Whipped up by "strike hysteria," shipping on the West Coast broke records this summer as major corporations stockpiled imported products. As a result, the major shipping companies imposed a brutal work speed-up that put many dockworkers in danger but generated huge company profits. Five Longshore union members died in separate incidents as a result of this speed-up. While bargaining a new contract, union leaders called for a "work safely" campaign to insure that proper training and protection of health and life came before profits. The big shipping companies then retaliated against the dockworkers by locking out all Longshore workers in every port on the West Coast.

The shipping companies have tried every means to use the federal government to keep Longshore workers from negotiating a fair union contract. First, they called for Bush to bring in the US military to replace dockworkers on the job. Then, shipping companies and other businesses called on Bush to invoke the rarely used Taft-Hartley Act to save face for an ineffective lock-out and force Longshore workers back to dangerous speed-up rates at work. The companies are especially desperate to force speed-up work as the holiday season approaches.

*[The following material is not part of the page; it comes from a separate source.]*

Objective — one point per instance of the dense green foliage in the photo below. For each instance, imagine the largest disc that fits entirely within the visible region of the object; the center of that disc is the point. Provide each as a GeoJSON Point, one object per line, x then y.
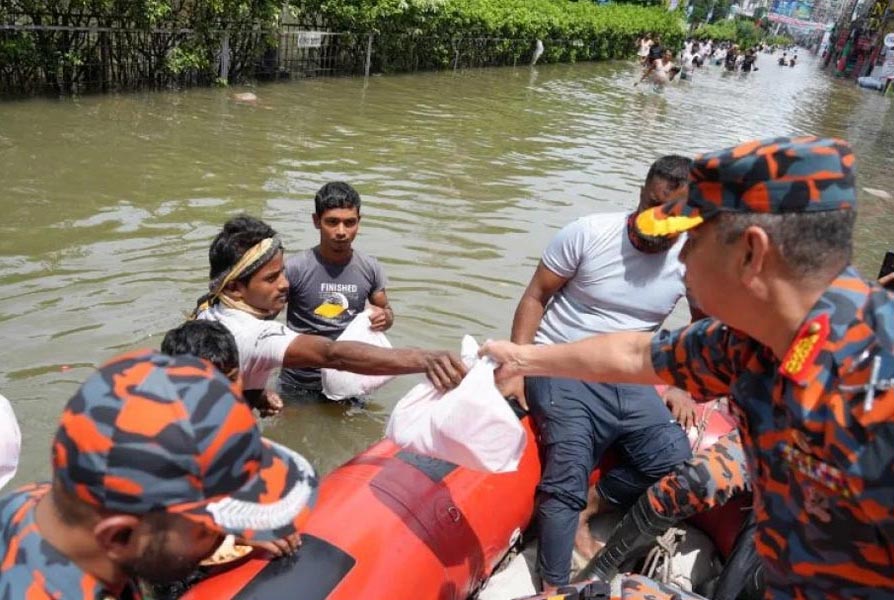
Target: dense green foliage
{"type": "Point", "coordinates": [108, 44]}
{"type": "Point", "coordinates": [570, 30]}
{"type": "Point", "coordinates": [125, 44]}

In the last six months there have been five fatalities of ILWU workers, each more horrific than the last. (1) On September 3 Local 26 watchman Rudy Acosta was run over and killed by a top handler at the Pacific Container Terminal operated by SSA in Long Beach. (2) On July 23 Richie Lopez, Jr., Local 46 in Port Hueneme, was run over by a heavy forklift. (3) On June 1, Local 14 member Dick Peters was checking the hatches of a ship being loaded in the Port of Eureka. Apparently the ship-board gantry crane swung and crushed Peters against the ship itself. (4) On March 15, Mario Gonzalez, Local 26, was operating a huge mill that shreds cars into scrap metal at Hugo Neu-Prolers' facility at the Port of Los Angeles. The machine jammed and Gonzalez went in to fix it. But the hydraulic-powered, several-ton door closed on his chest, killing him. (5) On March 14 foreman John Prohoroff, Local 94, was routinely preparing a ship to be worked at SSA's Long Beach terminal. The line on one of the ship's cranes broke, dropping a 3,000-pound metal ring 30 feet and hitting him. He was rushed to the hospital where he was pronounced dead.

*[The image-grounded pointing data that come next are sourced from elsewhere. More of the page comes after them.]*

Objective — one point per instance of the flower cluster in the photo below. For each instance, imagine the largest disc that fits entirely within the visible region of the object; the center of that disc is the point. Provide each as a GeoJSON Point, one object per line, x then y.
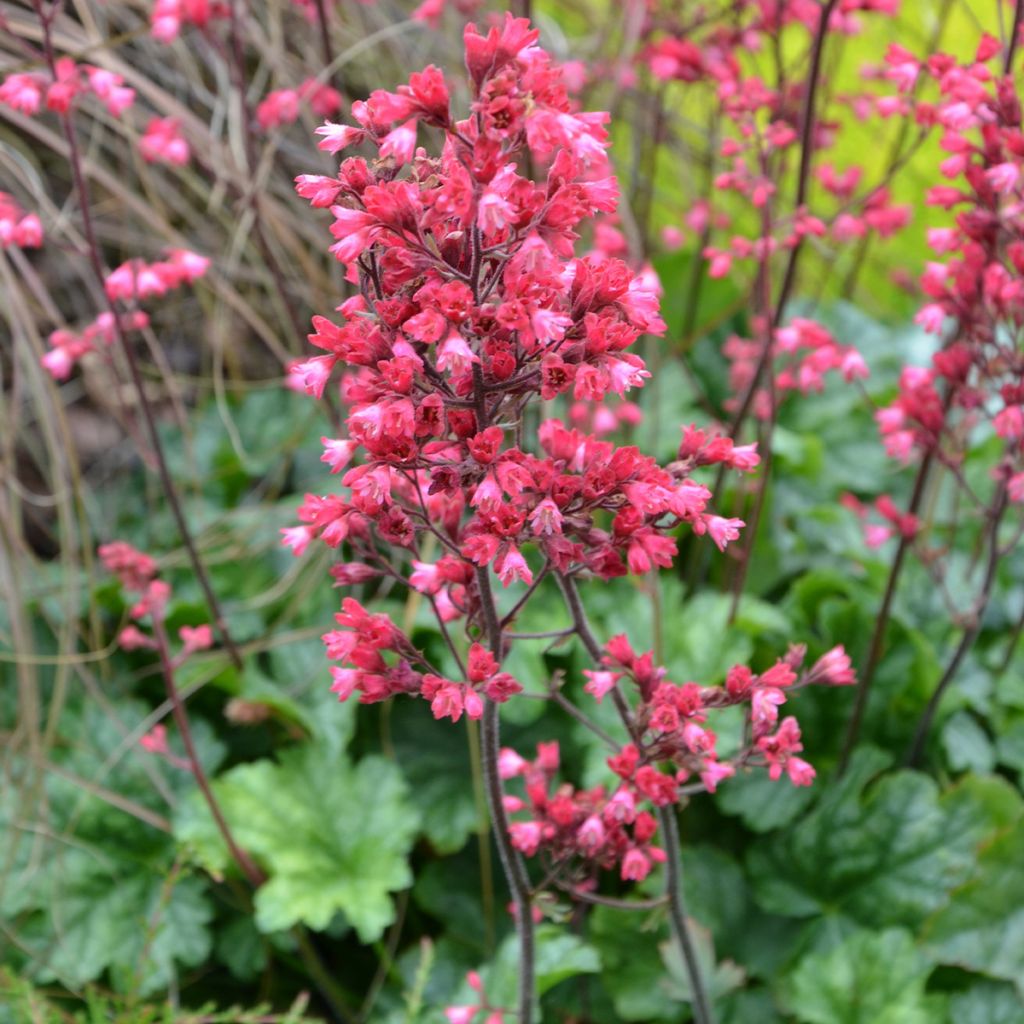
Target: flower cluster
{"type": "Point", "coordinates": [282, 105]}
{"type": "Point", "coordinates": [472, 307]}
{"type": "Point", "coordinates": [131, 282]}
{"type": "Point", "coordinates": [578, 826]}
{"type": "Point", "coordinates": [137, 573]}
{"type": "Point", "coordinates": [802, 352]}
{"type": "Point", "coordinates": [162, 142]}
{"type": "Point", "coordinates": [365, 640]}
{"type": "Point", "coordinates": [135, 280]}
{"type": "Point", "coordinates": [585, 830]}
{"type": "Point", "coordinates": [169, 16]}
{"type": "Point", "coordinates": [471, 304]}
{"type": "Point", "coordinates": [975, 288]}
{"type": "Point", "coordinates": [27, 91]}
{"type": "Point", "coordinates": [16, 226]}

"PMA's constant push for more productivity is making a bad problem even worse," said ILWU International President Jim Spinosa. "The docks are already dangerously congested, but during these negotiations several terminal operators tried to raise their posted speed limits from 10 or 15 miles an hour to 25. But even with safe limits posted, none of the equipment we are given to drive have speedometers. Accidents occur all too often and that is why one of the demands we have on the table in these negotiations is to have speedometers put in all the power industrial trucks on the docks."